Aims: To evaluate the prevalence of visual impairment among school children in Qatar, through a screening protocol based on the WHO guidelines.
Settings and design: A school-based, cross-sectional study.
Methods and material: Children of grades 1, 3, 5, 7 and 9 underwent screening for low vision during the academic year 2019-2020. Visual acuity measurement was performed by well-trained screeners using a Snellen chart at 6 meters with E symbol in which the 6/6 line was the standard for normal vision. Based upon the results of the visual acuity, data of each individual was entered in either of two screening record sheets. Children with impaired visual acuity were referred to a specialist for further assessment and evaluation.

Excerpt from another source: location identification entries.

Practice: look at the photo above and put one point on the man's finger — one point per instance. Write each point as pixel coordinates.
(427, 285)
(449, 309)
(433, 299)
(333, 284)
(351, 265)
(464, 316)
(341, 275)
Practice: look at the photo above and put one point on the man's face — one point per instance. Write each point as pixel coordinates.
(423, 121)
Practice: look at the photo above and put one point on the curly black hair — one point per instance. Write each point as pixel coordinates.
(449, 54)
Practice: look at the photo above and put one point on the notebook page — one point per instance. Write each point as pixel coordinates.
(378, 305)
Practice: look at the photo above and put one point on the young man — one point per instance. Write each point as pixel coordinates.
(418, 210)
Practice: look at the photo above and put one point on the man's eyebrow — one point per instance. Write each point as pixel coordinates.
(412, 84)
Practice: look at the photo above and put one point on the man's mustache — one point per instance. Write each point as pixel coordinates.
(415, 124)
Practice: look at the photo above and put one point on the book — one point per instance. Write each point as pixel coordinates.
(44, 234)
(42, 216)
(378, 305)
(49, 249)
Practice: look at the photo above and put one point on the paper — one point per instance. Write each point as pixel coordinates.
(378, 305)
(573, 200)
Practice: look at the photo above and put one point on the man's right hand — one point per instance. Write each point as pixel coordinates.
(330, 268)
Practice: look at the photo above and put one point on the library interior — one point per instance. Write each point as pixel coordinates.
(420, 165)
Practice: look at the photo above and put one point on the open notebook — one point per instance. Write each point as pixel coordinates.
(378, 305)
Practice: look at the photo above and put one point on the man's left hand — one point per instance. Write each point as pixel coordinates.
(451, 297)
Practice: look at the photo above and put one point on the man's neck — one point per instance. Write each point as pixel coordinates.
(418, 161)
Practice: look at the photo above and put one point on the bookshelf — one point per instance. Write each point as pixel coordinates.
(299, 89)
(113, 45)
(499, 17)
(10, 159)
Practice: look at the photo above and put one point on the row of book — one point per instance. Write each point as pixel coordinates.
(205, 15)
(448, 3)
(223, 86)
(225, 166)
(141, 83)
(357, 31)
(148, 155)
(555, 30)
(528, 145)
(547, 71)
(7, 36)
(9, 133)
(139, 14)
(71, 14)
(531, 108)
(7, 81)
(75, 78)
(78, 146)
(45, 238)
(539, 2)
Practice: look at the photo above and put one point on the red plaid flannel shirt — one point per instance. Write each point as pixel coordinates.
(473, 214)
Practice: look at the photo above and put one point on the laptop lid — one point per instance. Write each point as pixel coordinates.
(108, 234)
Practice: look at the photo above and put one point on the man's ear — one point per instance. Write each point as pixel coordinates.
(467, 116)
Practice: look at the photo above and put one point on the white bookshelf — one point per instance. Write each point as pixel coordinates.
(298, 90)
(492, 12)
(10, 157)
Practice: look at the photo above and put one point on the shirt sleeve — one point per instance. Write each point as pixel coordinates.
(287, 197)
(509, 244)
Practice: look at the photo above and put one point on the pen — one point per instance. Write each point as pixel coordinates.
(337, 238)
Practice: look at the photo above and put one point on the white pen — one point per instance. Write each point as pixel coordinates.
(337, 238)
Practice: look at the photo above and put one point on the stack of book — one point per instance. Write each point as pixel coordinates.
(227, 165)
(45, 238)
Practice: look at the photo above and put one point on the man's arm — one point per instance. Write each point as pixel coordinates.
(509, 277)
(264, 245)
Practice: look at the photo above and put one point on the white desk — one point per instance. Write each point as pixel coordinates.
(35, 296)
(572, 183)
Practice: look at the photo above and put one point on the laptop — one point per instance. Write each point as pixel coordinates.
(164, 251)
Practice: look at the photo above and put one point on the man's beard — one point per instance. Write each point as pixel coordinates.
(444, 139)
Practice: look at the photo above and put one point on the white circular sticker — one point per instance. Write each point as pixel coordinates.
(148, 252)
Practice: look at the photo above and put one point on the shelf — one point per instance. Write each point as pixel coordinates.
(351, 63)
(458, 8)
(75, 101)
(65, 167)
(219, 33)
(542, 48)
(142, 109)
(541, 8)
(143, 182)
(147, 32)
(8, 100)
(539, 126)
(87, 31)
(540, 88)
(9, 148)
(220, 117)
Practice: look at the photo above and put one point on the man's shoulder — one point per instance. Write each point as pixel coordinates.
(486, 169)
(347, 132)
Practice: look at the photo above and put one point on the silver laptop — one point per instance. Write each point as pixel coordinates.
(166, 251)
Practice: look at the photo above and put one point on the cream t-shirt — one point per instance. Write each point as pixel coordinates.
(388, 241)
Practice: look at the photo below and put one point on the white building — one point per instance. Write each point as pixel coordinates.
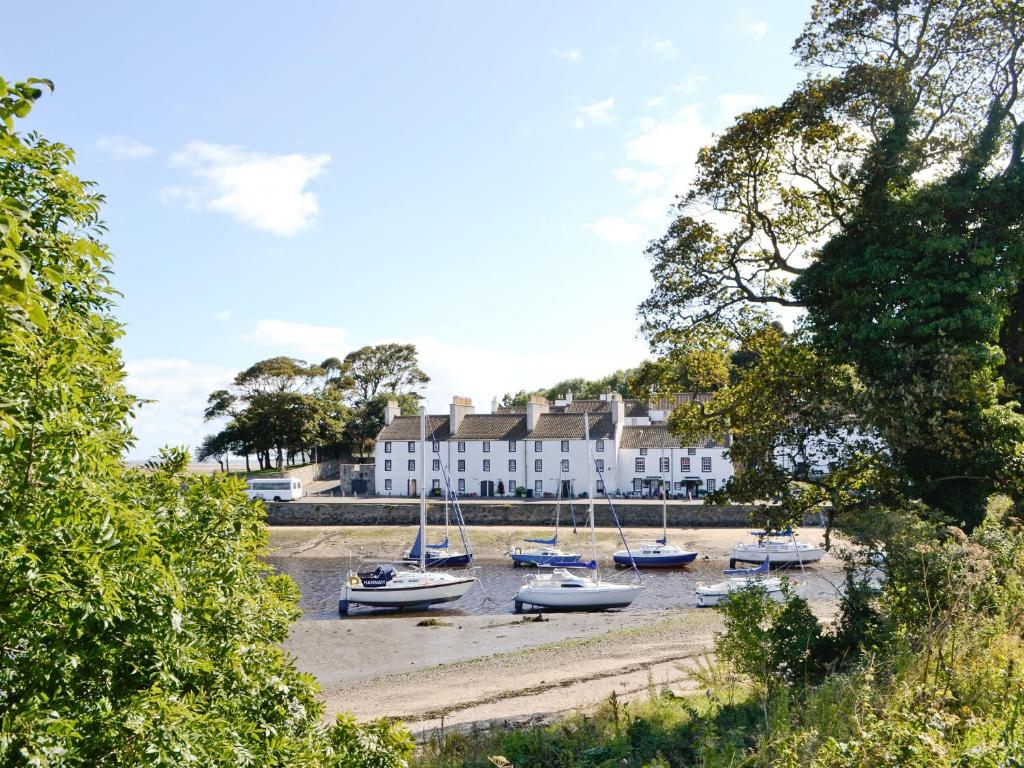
(540, 446)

Results: Visual acuity measurement was completed in 48,179 government school children and 51,482 private school children. The rates of abnormal visual acuity among children in private schools (21.34%) were higher than that of government schools (12.24%). More than80% of low vision children have not been diagnosed previously or were not wearing the spectacles during the measurement.
Conclusions: Out of 99,661 children, 16,882 (16.94%) were unable to read the smallest letters at six meters, although this screening program has detected the condition of abnormal vision in children, still there is a necessity to determine the possible causes of low vision.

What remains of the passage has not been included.